[Python-Dev] [Python-checkins] r43358 - python/trunk/Modules/itertoolsmodule.c
Tim Peters
tim.peters at gmail.com
Wed Mar 29 01:13:47 CEST 2006
[Thomas Wouters]
> ...
> The cycle this nested generator creates, which is also involved in the test_tee
> leak, is not cleanable by the cycle-gc, and it looks like it hasn't been
> since the yield-expr/coroutine patch was included in the trunk.
That could very well be. Adding finalizers to generators could
legitimately make some cycles "suddenly" uncollectable. There was a
burst of list traffic about this on the 18th and 19th of June, 2005,
under subject:
gcmodule issue w/adding __del__ to generator objects
I starred it in gmail at the time (which is why I was able to find it
again ;-)), but never had time to pay attention.
> I believe the culprit to be this part of that patch:
>
> Index: Modules/gcmodule.c
>===================================================================
> --- Modules/gcmodule.c (revision 39238)
> +++ Modules/gcmodule.c (revision 39239)
> @@ -413,10 +413,8 @@
> assert(delstr != NULL);
> return _PyInstance_Lookup(op, delstr) != NULL;
> }
> - else if (PyType_HasFeature(op->ob_type, Py_TPFLAGS_HEAPTYPE))
> + else
> return op->ob_type->tp_del != NULL;
> - else
> - return 0;
> }
Right, that's the patch that taught gc that generators now have finalizers.
The original code can be read in two ways:
1. As a whole, it was an implementation of:
Only instances of old- or new-style classes can have finalizers.
An instance of an old-style class has a finalizer iff
it has a method named "__del__".
An instance of a new-style class (PyType_HasFeature(op->ob_type,
Py_TPFLAGS_HEAPTYPE) has a finalizer iff its tp_del is non-NULL.
2. Because of the obscure gimmicks that try to cater to using old
binary extension modules across new Python releases without
recompiling, there's no guarantee that the tp_del slot even exists,
and therefore we don't try to access tp_del at all unless
PyType_HasFeature says the type object was compiled recently
enough so that we know tp_del does exist.

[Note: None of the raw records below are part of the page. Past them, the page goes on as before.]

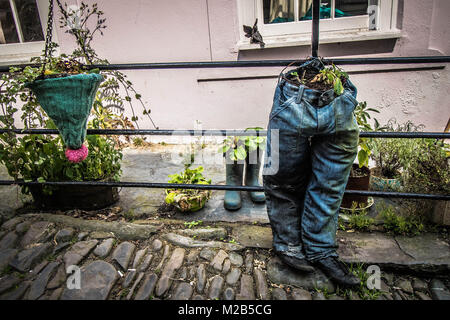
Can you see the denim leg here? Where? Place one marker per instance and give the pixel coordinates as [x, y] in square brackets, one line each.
[331, 159]
[285, 187]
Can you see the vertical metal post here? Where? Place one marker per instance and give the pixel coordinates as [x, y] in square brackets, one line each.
[315, 28]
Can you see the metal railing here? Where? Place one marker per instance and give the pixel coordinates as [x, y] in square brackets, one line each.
[238, 64]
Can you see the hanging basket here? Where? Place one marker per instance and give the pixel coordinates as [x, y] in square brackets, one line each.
[68, 102]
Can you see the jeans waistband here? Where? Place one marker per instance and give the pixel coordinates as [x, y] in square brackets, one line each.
[314, 97]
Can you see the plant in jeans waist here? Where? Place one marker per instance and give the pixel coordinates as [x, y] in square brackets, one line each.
[362, 116]
[334, 76]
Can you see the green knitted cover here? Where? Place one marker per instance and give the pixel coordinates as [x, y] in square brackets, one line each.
[68, 102]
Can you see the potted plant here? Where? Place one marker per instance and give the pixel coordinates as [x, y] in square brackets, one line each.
[188, 200]
[41, 157]
[359, 178]
[390, 157]
[243, 156]
[428, 171]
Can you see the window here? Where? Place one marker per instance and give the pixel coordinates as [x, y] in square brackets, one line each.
[288, 22]
[21, 29]
[19, 22]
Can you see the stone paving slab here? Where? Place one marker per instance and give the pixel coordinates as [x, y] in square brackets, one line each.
[167, 270]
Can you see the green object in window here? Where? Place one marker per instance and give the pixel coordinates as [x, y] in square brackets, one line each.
[68, 102]
[325, 13]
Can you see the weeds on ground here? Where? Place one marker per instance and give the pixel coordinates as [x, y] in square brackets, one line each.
[192, 224]
[364, 292]
[398, 224]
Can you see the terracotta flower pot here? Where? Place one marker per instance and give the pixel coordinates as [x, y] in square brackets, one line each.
[357, 183]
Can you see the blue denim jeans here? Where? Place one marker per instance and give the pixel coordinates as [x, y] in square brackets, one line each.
[306, 173]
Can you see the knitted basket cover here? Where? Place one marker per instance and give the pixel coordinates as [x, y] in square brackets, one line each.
[68, 102]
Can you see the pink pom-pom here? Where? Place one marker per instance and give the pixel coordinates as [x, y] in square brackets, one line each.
[77, 155]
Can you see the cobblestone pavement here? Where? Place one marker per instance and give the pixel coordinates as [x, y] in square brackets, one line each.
[175, 262]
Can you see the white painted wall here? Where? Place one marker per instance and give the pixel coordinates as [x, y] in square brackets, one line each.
[208, 30]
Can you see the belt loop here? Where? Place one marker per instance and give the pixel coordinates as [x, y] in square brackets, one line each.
[301, 88]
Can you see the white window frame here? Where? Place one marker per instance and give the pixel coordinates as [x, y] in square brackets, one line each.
[17, 53]
[343, 29]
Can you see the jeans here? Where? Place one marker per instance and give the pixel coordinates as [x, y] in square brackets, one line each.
[306, 173]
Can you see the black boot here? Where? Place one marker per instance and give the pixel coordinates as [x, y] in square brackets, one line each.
[337, 271]
[296, 263]
[253, 165]
[234, 173]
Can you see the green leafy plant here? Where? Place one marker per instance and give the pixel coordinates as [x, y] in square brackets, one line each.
[238, 147]
[360, 221]
[392, 155]
[188, 200]
[358, 269]
[427, 170]
[362, 115]
[192, 224]
[334, 76]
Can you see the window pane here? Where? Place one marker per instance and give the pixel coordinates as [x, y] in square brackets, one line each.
[8, 31]
[345, 8]
[278, 11]
[29, 20]
[305, 9]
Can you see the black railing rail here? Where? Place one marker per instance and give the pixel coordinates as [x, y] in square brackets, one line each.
[212, 187]
[253, 63]
[233, 132]
[241, 64]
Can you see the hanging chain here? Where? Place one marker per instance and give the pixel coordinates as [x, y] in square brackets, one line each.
[48, 37]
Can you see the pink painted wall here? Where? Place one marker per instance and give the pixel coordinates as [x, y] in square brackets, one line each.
[208, 30]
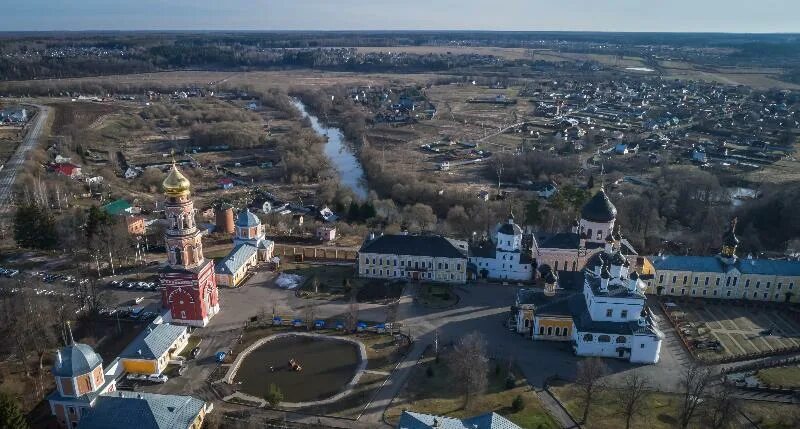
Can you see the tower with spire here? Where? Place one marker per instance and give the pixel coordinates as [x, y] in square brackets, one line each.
[189, 285]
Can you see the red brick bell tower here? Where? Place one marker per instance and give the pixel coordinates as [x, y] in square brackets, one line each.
[189, 285]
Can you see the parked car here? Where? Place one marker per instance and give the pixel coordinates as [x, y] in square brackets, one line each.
[157, 378]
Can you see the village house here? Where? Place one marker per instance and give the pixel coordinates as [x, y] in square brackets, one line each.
[151, 351]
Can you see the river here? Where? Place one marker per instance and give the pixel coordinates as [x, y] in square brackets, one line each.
[339, 152]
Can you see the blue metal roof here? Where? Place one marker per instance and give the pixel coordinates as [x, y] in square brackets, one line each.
[139, 410]
[705, 264]
[153, 342]
[76, 359]
[712, 264]
[238, 257]
[246, 218]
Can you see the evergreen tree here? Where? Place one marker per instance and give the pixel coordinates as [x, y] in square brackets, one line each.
[11, 416]
[34, 228]
[353, 214]
[533, 212]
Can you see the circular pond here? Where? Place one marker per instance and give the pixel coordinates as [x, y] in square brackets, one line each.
[327, 366]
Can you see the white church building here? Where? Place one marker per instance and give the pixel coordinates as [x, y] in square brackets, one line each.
[504, 257]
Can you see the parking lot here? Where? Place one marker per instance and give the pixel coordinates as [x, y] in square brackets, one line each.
[718, 331]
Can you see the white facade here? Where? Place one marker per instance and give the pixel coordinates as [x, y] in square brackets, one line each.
[510, 261]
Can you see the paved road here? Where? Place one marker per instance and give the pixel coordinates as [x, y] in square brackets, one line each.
[9, 173]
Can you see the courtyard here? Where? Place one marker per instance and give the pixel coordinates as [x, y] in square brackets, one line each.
[723, 332]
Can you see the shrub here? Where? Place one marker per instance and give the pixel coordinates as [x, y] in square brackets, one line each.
[511, 381]
[274, 395]
[518, 404]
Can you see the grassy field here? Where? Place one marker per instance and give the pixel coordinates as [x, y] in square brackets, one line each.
[786, 376]
[738, 329]
[660, 410]
[434, 394]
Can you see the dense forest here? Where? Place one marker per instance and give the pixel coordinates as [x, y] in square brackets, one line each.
[48, 55]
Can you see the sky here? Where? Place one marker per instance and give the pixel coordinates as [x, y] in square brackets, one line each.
[734, 16]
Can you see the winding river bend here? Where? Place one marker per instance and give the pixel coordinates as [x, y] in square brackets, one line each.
[339, 152]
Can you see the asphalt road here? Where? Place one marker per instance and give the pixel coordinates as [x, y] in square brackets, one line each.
[9, 173]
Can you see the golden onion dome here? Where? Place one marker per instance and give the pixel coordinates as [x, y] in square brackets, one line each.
[176, 184]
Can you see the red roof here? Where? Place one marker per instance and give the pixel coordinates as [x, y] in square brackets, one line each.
[67, 169]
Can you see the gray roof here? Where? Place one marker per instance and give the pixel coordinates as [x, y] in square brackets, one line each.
[412, 420]
[599, 208]
[510, 228]
[416, 245]
[584, 323]
[76, 359]
[238, 257]
[139, 410]
[153, 342]
[712, 264]
[246, 218]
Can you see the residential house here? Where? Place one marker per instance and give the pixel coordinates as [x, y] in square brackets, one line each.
[151, 351]
[67, 169]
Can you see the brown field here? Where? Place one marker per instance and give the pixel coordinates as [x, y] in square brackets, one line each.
[10, 138]
[758, 78]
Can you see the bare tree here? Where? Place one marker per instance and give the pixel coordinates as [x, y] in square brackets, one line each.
[498, 166]
[470, 365]
[589, 373]
[351, 319]
[693, 384]
[721, 409]
[634, 391]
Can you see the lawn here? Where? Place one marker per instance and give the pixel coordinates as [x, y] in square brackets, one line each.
[432, 392]
[786, 376]
[771, 415]
[436, 295]
[322, 279]
[659, 409]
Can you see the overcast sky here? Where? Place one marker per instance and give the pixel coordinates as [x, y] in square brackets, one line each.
[763, 16]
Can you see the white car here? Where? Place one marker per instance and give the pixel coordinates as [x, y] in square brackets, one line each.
[157, 378]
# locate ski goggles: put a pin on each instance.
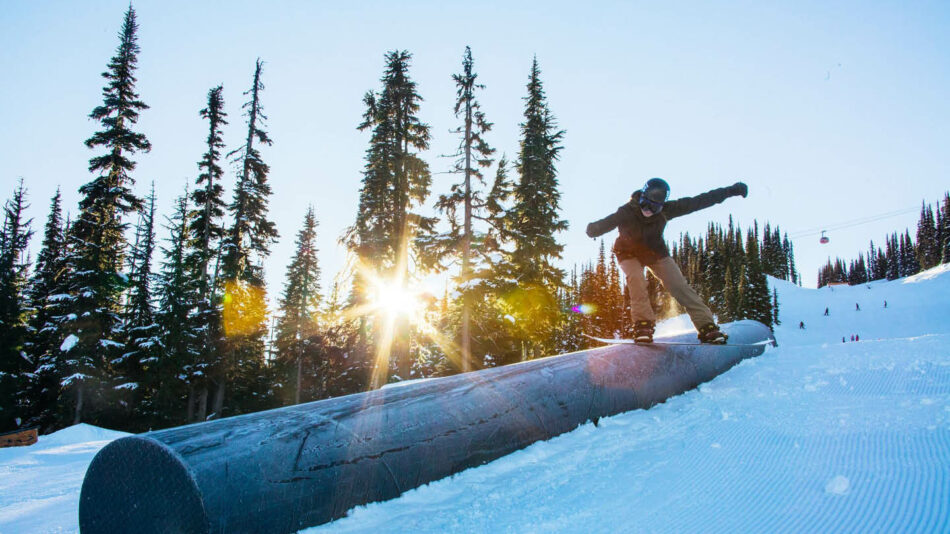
(650, 205)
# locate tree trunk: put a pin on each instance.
(218, 404)
(203, 404)
(467, 243)
(190, 412)
(77, 416)
(299, 371)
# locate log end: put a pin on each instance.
(137, 484)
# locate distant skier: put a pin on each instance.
(640, 244)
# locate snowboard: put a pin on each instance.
(632, 342)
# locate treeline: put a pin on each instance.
(112, 326)
(901, 255)
(727, 270)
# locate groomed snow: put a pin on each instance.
(816, 435)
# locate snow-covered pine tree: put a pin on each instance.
(945, 229)
(928, 252)
(755, 300)
(472, 156)
(908, 253)
(893, 257)
(97, 240)
(533, 221)
(245, 246)
(299, 360)
(14, 361)
(790, 257)
(139, 332)
(614, 299)
(205, 231)
(395, 179)
(775, 319)
(47, 290)
(176, 372)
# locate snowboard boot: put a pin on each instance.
(643, 331)
(711, 334)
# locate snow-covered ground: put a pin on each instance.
(816, 435)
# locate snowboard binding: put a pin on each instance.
(710, 334)
(643, 331)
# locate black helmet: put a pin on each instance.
(654, 194)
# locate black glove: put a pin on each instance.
(740, 188)
(591, 232)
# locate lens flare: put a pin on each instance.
(584, 309)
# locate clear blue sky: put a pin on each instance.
(830, 111)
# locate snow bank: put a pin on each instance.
(39, 484)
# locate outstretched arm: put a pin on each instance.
(685, 205)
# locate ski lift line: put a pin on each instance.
(848, 224)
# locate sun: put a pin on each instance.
(394, 300)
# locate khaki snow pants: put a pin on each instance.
(674, 282)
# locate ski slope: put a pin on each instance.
(816, 435)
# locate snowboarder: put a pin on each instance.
(640, 244)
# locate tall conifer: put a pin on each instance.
(204, 234)
(46, 291)
(472, 155)
(246, 245)
(297, 337)
(97, 236)
(533, 221)
(177, 372)
(395, 179)
(14, 361)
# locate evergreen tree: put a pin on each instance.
(139, 331)
(928, 252)
(945, 229)
(395, 179)
(533, 221)
(472, 155)
(14, 362)
(298, 330)
(775, 319)
(245, 246)
(908, 252)
(177, 372)
(790, 254)
(45, 294)
(205, 233)
(893, 258)
(754, 300)
(97, 240)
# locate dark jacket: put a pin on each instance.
(642, 237)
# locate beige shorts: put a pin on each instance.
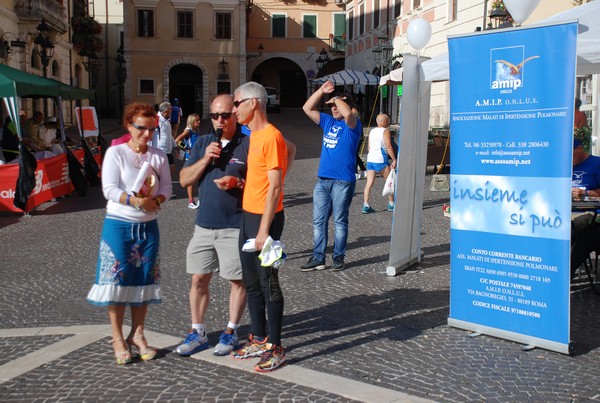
(212, 250)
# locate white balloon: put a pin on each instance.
(418, 33)
(520, 10)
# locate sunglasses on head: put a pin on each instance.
(224, 115)
(143, 128)
(241, 101)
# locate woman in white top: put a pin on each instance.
(135, 180)
(380, 146)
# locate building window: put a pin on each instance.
(361, 19)
(309, 26)
(452, 10)
(146, 86)
(350, 25)
(223, 87)
(185, 24)
(146, 23)
(278, 26)
(339, 32)
(397, 8)
(35, 59)
(223, 25)
(55, 68)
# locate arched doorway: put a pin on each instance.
(286, 76)
(185, 84)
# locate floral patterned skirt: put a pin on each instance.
(128, 264)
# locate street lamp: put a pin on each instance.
(8, 48)
(91, 63)
(44, 46)
(121, 77)
(382, 53)
(323, 59)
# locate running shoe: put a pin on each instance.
(252, 348)
(193, 344)
(313, 264)
(227, 342)
(271, 359)
(338, 263)
(367, 210)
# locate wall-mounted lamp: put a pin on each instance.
(8, 48)
(223, 70)
(498, 19)
(323, 59)
(44, 45)
(260, 49)
(90, 60)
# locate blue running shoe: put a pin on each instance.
(367, 210)
(227, 343)
(193, 344)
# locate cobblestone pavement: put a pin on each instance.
(359, 325)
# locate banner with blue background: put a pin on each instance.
(511, 108)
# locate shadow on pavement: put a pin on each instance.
(367, 315)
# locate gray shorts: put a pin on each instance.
(212, 250)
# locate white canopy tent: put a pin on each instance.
(588, 43)
(349, 77)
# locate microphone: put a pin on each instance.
(219, 134)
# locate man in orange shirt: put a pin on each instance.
(262, 217)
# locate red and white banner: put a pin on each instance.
(51, 181)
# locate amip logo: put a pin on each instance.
(507, 68)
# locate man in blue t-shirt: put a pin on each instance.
(336, 178)
(586, 172)
(219, 170)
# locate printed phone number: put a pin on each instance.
(507, 144)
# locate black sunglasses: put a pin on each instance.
(224, 115)
(241, 101)
(143, 128)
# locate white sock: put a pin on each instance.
(199, 328)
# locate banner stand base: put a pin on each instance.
(395, 270)
(529, 341)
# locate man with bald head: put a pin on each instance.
(217, 164)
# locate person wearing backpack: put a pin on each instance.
(176, 115)
(186, 141)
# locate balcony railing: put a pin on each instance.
(53, 11)
(337, 43)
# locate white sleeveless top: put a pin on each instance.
(376, 146)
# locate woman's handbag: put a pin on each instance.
(390, 184)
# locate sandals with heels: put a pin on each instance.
(122, 357)
(146, 353)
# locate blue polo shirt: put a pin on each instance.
(338, 152)
(220, 208)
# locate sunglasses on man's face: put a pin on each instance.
(216, 116)
(143, 128)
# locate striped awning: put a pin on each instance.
(349, 77)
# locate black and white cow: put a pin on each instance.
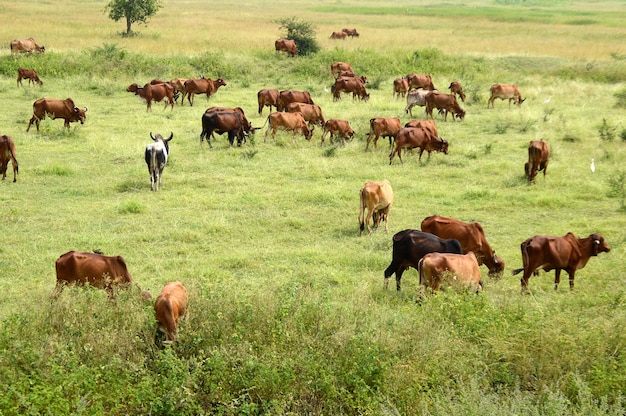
(156, 158)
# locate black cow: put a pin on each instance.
(409, 246)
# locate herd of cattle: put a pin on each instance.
(445, 250)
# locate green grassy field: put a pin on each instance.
(287, 310)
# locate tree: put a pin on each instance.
(133, 11)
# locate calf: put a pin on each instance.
(169, 306)
(156, 155)
(377, 198)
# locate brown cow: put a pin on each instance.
(411, 138)
(445, 102)
(558, 253)
(206, 86)
(29, 74)
(54, 108)
(97, 270)
(312, 113)
(25, 45)
(7, 154)
(169, 306)
(505, 92)
(538, 158)
(377, 198)
(383, 126)
(286, 45)
(349, 85)
(456, 88)
(268, 98)
(287, 97)
(460, 271)
(288, 121)
(340, 128)
(400, 87)
(150, 92)
(420, 81)
(470, 235)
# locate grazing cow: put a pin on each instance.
(225, 120)
(558, 253)
(25, 45)
(383, 126)
(54, 108)
(400, 87)
(456, 88)
(377, 198)
(538, 158)
(409, 246)
(349, 84)
(340, 128)
(290, 122)
(420, 81)
(286, 45)
(169, 306)
(338, 67)
(287, 97)
(102, 272)
(156, 155)
(268, 98)
(206, 86)
(505, 92)
(312, 113)
(149, 93)
(412, 137)
(460, 271)
(29, 74)
(351, 32)
(445, 102)
(7, 154)
(470, 235)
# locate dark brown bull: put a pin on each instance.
(558, 253)
(53, 108)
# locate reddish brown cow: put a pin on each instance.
(339, 128)
(7, 154)
(286, 45)
(377, 198)
(445, 102)
(206, 86)
(470, 235)
(29, 74)
(54, 108)
(312, 113)
(420, 81)
(558, 253)
(169, 306)
(268, 98)
(505, 92)
(538, 158)
(288, 121)
(411, 138)
(287, 97)
(383, 126)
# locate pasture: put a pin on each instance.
(287, 310)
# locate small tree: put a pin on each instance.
(133, 11)
(302, 33)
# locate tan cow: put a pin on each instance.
(459, 271)
(169, 306)
(505, 92)
(377, 198)
(7, 154)
(538, 158)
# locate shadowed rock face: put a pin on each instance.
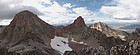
(81, 33)
(27, 34)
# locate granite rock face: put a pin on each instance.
(109, 32)
(27, 34)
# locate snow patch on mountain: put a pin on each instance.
(60, 44)
(78, 42)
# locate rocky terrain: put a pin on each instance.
(109, 31)
(27, 34)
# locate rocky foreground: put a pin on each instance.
(27, 34)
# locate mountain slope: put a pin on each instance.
(28, 34)
(109, 31)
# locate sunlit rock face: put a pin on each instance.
(27, 34)
(109, 31)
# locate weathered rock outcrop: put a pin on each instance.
(79, 32)
(109, 32)
(27, 34)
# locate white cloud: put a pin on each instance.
(125, 9)
(68, 5)
(88, 15)
(54, 13)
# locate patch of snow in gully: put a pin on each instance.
(60, 44)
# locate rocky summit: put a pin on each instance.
(27, 34)
(109, 32)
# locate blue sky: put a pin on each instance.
(60, 12)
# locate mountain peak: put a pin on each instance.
(79, 20)
(78, 23)
(100, 26)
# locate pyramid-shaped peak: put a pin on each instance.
(101, 24)
(79, 20)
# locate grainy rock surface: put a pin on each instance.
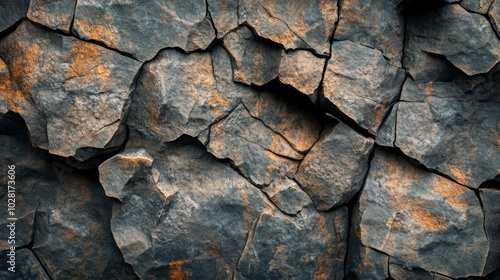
(250, 139)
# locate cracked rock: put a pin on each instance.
(54, 14)
(287, 195)
(293, 24)
(378, 25)
(333, 170)
(440, 31)
(261, 154)
(311, 246)
(143, 30)
(80, 104)
(361, 83)
(461, 123)
(11, 11)
(422, 219)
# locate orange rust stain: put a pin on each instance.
(176, 272)
(452, 193)
(428, 89)
(426, 219)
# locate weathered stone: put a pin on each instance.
(168, 206)
(422, 219)
(361, 83)
(294, 24)
(11, 11)
(476, 6)
(72, 214)
(297, 123)
(363, 262)
(81, 103)
(386, 135)
(311, 246)
(494, 15)
(490, 199)
(303, 71)
(440, 31)
(460, 120)
(254, 62)
(378, 25)
(261, 154)
(56, 14)
(181, 94)
(333, 170)
(142, 30)
(399, 271)
(224, 14)
(287, 196)
(27, 266)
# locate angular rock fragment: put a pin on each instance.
(56, 14)
(80, 104)
(421, 219)
(361, 83)
(11, 11)
(224, 14)
(460, 120)
(143, 30)
(295, 24)
(333, 170)
(253, 61)
(287, 196)
(303, 71)
(311, 246)
(378, 25)
(261, 154)
(440, 31)
(184, 94)
(166, 225)
(297, 123)
(490, 199)
(477, 6)
(27, 266)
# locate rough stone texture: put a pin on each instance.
(310, 246)
(254, 62)
(294, 24)
(333, 171)
(261, 154)
(56, 14)
(361, 83)
(422, 219)
(461, 123)
(378, 25)
(143, 29)
(11, 11)
(303, 71)
(440, 31)
(67, 210)
(80, 104)
(287, 195)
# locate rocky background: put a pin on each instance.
(251, 139)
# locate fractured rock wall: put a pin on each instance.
(251, 139)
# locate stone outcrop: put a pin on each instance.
(250, 139)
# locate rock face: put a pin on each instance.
(250, 139)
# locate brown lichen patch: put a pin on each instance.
(176, 272)
(426, 219)
(452, 193)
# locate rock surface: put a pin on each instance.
(81, 104)
(143, 30)
(424, 220)
(333, 171)
(361, 83)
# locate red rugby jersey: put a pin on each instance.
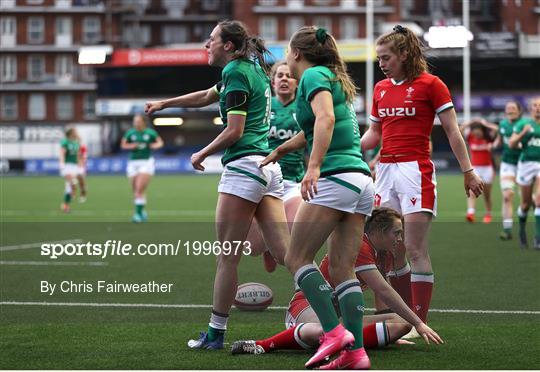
(406, 111)
(480, 151)
(367, 259)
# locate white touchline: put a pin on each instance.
(111, 212)
(54, 263)
(37, 244)
(201, 306)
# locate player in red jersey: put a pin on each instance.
(404, 108)
(383, 233)
(480, 135)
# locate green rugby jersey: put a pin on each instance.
(530, 142)
(344, 153)
(509, 155)
(72, 150)
(143, 139)
(242, 75)
(283, 126)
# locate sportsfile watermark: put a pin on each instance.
(111, 248)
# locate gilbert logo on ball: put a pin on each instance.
(253, 297)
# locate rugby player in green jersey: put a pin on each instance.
(140, 140)
(527, 133)
(69, 165)
(245, 190)
(283, 126)
(508, 167)
(338, 192)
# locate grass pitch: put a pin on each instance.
(474, 271)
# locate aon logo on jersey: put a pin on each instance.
(397, 111)
(281, 133)
(534, 142)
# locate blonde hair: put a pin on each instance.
(404, 41)
(274, 69)
(320, 48)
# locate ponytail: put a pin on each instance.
(403, 41)
(246, 46)
(320, 48)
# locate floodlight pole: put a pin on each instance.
(369, 59)
(466, 66)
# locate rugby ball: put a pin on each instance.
(253, 297)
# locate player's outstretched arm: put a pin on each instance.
(201, 98)
(296, 143)
(390, 297)
(471, 181)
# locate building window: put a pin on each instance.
(89, 106)
(349, 28)
(7, 4)
(8, 68)
(36, 106)
(210, 4)
(175, 8)
(10, 109)
(174, 34)
(295, 4)
(293, 25)
(36, 68)
(136, 36)
(8, 31)
(348, 4)
(91, 30)
(64, 34)
(35, 27)
(64, 106)
(268, 28)
(323, 22)
(88, 73)
(63, 4)
(64, 68)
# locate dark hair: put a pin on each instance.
(319, 47)
(402, 40)
(381, 220)
(518, 105)
(246, 46)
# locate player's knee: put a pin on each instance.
(293, 262)
(340, 273)
(417, 255)
(228, 260)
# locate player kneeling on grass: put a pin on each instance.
(383, 235)
(69, 160)
(140, 140)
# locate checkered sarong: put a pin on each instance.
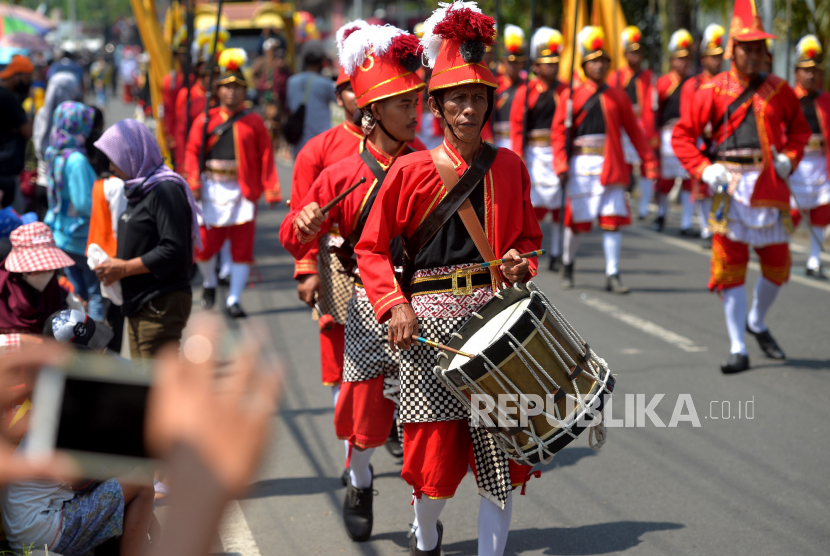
(424, 399)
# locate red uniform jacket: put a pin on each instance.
(412, 190)
(776, 108)
(619, 115)
(822, 104)
(254, 152)
(645, 99)
(170, 87)
(517, 110)
(332, 181)
(197, 106)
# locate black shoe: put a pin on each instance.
(553, 264)
(208, 298)
(659, 224)
(816, 273)
(413, 543)
(768, 344)
(568, 277)
(236, 312)
(357, 512)
(736, 363)
(615, 285)
(393, 443)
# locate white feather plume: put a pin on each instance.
(373, 38)
(431, 42)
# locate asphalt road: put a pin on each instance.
(749, 483)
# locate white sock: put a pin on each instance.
(571, 245)
(815, 247)
(208, 270)
(765, 294)
(662, 205)
(493, 526)
(225, 260)
(688, 210)
(646, 193)
(427, 512)
(704, 207)
(734, 307)
(612, 245)
(359, 467)
(554, 239)
(239, 279)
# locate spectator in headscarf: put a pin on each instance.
(70, 179)
(156, 236)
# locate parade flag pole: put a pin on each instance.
(569, 132)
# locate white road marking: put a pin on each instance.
(235, 534)
(695, 248)
(644, 325)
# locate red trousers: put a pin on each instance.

When generators grew finalizers, the "Only instances of ... classes
can have finalizers" part of #1 became wrong, and I expect that's why
Phillip removed the conditional. It was the right thing to do from
that point of view.
I don't understand the #2 gimmicks well enough to guess whether it was
actually safe to remove all guards before trying to access tp_del (I
run on Windows, and compiled extensions can never be reused across
Python minor releases on Windows -- if a problem was introduced here,
I'll never see it).
> Now, reverting that part of the patch in revision 39239
There may be a reason to change that patch (due to #2 above), but
generators do have finalizers now and the #1 part must not be reverted
(although it may be fruitful to complicate it ;-)).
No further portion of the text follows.